Increasing equity and inclusion in music education with app content design

Stanford Jazz Workshop
Problem

Online audition system for Stanford Jazz Workshop excluded students from underserved communities due to housing, bandwidth, and lack of services.

Solution

Create a browser-based app that can be accessed from public devices via cell data, and eliminates user friction.

Results

SJW Placement Evaluation Player eliminated support tickets, increased submissions from underserved communities, and led to confident submissions from first-time users.


My roles
  • UX research lead
  • Content design
  • Project management
For SJW's 2021 and 2022 seasons, the online audition system used Apple GarageBand multitrack files featuring recordings of SJW faculty artists.

Initial user research

We found enrollment data for 2021 and 2022 lacked submissions from schools in underserved communities.

Initial research identified barriers, including the fact that in underserved communities in our service area, many students:

  • Had no computers or Internet service
  • Lived in small apartments with several families
  • Had no place where they could play their instruments at home

Our audition system was excluding all of these students.

To reach them, we decided to create a new audition system with the following technical goals:

  • Accessible from any device using only cellular data
  • Browser-based, no installation required
  • Eliminate user friction due to difficulty in use

In addition, I surveyed users of our existing system, who revealed these pain points:

  • Files took too much time to download
  • Making a five-minute audition took as long as two hours
  • Instructions and materials on separate screens was frustrating
  • Too many options for audition material

Prototyping and testing

We tested several approaches to Web-based systems, including:

  • A third-party browser-based multitrack mixer to control volume
  • Video synced with audio on Soundslice
  • A proprietary browser-based MP3 player

In our tests, the browser-based MP3 player took the least amount of time to load and had the simplest UI. It also gave us the most control over its design and content.

This is the user flow of our initial design, shown in Adobe XD.

For the design phase, I did the following:

  • Created lo-fi wireframes in Adobe XD
  • Performed user testing of the wireframes with ten participants and their families
  • Refined microcopy and UI, created hi-fi prototypes, and did additional user testing
  • Performed usability testing, then deployed
The play-along user interface reflected music notation conventions familiar to the users, along with simplified CTA elements.

Initial deployment results

Initially, the results seemed fantastic:

  • Students played much more expressively
  • We had no complaints about load time or time required to complete the audition

But we still had a large number of support calls.

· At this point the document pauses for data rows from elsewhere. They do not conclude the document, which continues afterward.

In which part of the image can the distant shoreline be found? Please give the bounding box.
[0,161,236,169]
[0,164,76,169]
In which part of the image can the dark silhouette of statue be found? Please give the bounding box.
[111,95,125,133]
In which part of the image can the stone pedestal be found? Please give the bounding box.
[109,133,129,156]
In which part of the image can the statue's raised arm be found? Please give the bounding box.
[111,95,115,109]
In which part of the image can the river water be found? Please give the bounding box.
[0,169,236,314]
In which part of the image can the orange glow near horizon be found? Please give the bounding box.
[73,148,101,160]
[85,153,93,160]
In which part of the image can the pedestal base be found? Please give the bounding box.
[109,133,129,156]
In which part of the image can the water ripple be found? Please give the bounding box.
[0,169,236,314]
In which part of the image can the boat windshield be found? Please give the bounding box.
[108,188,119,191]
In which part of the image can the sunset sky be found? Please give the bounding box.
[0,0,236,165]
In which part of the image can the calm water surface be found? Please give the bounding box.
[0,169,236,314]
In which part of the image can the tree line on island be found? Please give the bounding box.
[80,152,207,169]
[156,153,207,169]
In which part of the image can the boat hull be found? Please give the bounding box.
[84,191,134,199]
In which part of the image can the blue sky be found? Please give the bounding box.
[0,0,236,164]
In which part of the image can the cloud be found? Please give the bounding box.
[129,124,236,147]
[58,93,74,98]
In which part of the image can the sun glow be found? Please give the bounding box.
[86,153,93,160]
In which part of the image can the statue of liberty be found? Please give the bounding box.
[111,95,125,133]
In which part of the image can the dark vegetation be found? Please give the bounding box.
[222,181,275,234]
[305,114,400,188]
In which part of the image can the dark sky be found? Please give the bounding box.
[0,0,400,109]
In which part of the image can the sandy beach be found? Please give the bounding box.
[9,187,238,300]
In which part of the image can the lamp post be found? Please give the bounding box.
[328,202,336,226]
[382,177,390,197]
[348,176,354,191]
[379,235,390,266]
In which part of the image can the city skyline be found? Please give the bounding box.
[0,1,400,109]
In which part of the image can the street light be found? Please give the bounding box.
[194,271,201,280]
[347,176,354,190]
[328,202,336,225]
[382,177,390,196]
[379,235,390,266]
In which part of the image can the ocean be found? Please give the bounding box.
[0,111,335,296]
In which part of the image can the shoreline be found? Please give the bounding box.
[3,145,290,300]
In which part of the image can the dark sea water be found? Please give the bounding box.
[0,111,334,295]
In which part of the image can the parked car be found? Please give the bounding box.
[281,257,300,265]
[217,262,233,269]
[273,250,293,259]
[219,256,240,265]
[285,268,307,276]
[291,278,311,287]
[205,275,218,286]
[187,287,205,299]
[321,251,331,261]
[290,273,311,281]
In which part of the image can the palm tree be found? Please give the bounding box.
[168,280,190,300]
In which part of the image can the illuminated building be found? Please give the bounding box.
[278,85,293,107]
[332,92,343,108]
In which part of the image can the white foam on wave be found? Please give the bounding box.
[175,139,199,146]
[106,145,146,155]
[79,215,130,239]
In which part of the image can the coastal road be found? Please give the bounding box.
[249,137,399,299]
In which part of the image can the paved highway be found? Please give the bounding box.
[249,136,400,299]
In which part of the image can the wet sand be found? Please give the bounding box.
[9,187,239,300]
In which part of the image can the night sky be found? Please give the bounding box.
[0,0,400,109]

I surveyed users who needed support, and they were all beginning improvisers and first-time users. Our original usability testing group was too narrow, focusing on experienced users.

The first-time user interviews brought up additional pain points:

  • No guidance on which song to select
  • No instructions on how to improvise
  • No scaffolding for those who cannot improvise
The final version of the SJW Placement Evaluation Player app has a bare-bones look and interface that allows students to access and use it successfully, even on mobile devices with only a cellular connection.

Final release and results

Based on these survey results, we:

  • Redesigned the UI
  • Streamlined the user flow
  • Created new content to guide first-time users
  • Created a new hi-fi prototype, and tested it with first-time users

This time, it seemed to offer a frictionless experience from end-to-end. We renamed and deployed it as the Placement Evaluation Player app for our 2023 enrollment period, with these results:

  • Support calls reduced to zero
  • Auditions from first-time users — including students from  districts in underserved communities — were confident and clear

The Placement Evaluation Player successfully increased equity and inclusion in program enrollment, with a more user-friendly and accessible audition process.